Pork Awesomeness™ – Rookies Sports Lodge, Meridian Ave, San Jose, CA

Rookies is the kind of establishment that serves a sandwiched named the Pork Awesomeness™ (the ™ is theirs, naturally, not mine.) The Pork Awesomeness™, in turn, is the kind of sandwich you find at a place like Rookies. You’ve all been to such an establishment. The walls boast all manner of decoration and sports paraphernalia, the wall behind the bar is covered in currency that’s been decorated by patrons, the beer comes in mugs the size of a small boot. Though this is not my preferred type of establishment, I do not offer this description as an insult. No bar ends up like this by accident; it is a cultivated image, a cultivated atmosphere, above all else it is deliberate. And, of course, the way that this deliberate effort manifests in sandwiches is via excess. A fair number of sandwiches come with the top half of the bread to the side, but very few of them will leave you at a loss as to how the come together. But that’s what I found at Rookies, as a pile of meat tilted away from two thick slices of toast. Two breaded and fried pork cutlets, a few slices of ham, a few slices of bacon, and a fried egg. Pork upon pork upon pork, with an egg. 
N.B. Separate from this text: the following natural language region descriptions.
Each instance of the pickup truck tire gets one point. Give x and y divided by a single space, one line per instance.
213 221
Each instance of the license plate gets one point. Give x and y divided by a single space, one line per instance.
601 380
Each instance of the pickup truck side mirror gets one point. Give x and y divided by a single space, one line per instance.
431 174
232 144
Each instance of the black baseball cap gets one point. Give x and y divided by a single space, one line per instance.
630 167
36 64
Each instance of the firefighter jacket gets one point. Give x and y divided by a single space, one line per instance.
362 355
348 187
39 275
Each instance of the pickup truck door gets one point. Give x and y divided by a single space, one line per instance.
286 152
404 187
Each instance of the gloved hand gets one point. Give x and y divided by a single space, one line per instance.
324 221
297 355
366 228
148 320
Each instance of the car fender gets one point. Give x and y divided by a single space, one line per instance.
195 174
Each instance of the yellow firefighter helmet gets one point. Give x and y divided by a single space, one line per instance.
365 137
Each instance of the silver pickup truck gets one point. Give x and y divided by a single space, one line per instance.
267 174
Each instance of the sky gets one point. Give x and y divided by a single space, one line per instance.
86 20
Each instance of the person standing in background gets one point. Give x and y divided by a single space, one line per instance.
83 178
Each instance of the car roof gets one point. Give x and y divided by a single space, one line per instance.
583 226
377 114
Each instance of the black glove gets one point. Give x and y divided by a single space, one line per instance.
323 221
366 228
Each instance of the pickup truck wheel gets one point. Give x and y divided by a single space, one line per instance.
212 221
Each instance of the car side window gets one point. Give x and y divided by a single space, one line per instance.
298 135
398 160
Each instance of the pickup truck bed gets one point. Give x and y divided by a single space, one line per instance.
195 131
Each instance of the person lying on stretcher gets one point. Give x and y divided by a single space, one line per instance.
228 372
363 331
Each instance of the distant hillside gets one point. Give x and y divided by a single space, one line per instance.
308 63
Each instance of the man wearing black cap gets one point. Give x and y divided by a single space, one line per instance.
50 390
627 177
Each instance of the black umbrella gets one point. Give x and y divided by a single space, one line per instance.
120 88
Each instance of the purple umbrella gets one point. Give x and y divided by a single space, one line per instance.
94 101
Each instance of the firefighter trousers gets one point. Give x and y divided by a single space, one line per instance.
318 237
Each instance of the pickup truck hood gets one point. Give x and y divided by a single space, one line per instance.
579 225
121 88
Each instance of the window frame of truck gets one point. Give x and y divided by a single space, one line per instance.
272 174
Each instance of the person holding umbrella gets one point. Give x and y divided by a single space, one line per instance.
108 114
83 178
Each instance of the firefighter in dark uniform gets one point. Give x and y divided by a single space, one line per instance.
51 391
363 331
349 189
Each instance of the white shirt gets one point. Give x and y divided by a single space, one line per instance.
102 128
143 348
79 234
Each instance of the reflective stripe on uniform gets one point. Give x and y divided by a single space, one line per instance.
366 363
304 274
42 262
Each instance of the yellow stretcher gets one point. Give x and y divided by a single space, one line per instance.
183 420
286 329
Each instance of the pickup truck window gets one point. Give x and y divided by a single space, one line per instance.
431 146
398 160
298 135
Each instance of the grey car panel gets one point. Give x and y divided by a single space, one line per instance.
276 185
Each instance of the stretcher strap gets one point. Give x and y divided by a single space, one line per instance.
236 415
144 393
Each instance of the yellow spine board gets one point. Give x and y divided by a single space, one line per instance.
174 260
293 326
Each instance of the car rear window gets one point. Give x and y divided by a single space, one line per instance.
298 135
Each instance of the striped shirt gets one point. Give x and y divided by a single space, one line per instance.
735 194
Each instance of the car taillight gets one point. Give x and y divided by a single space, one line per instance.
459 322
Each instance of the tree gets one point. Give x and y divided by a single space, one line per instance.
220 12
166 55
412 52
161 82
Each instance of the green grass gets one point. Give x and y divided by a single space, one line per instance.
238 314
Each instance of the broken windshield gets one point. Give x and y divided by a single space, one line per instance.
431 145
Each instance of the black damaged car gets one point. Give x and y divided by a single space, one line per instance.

I was able to put together something resembling a sandwich, and for all of that the eating wasn’t tremendously difficult. That said, it wasn’t tremendously rewarding either. This connects to the point I made in the previous post, about harmony. Rather than unwelcome levels of contrast, what this sandwich presents is too many items working far too close together. All the flavors are playing on the roughly the same level, and that’s not a recipe for success. The sandwich wasn’t terrible, but it was flat. Dense and chewy, rich in fat and gaining even further richness from the fried egg, for all of its excess and LOOK AT ME attitude it was dull. It’s as if a six-piece band formed, only everyone plays the bass guitar and nothing but the bass guitar. That might make an interesting concert, but it almost certainly won’t make a good one.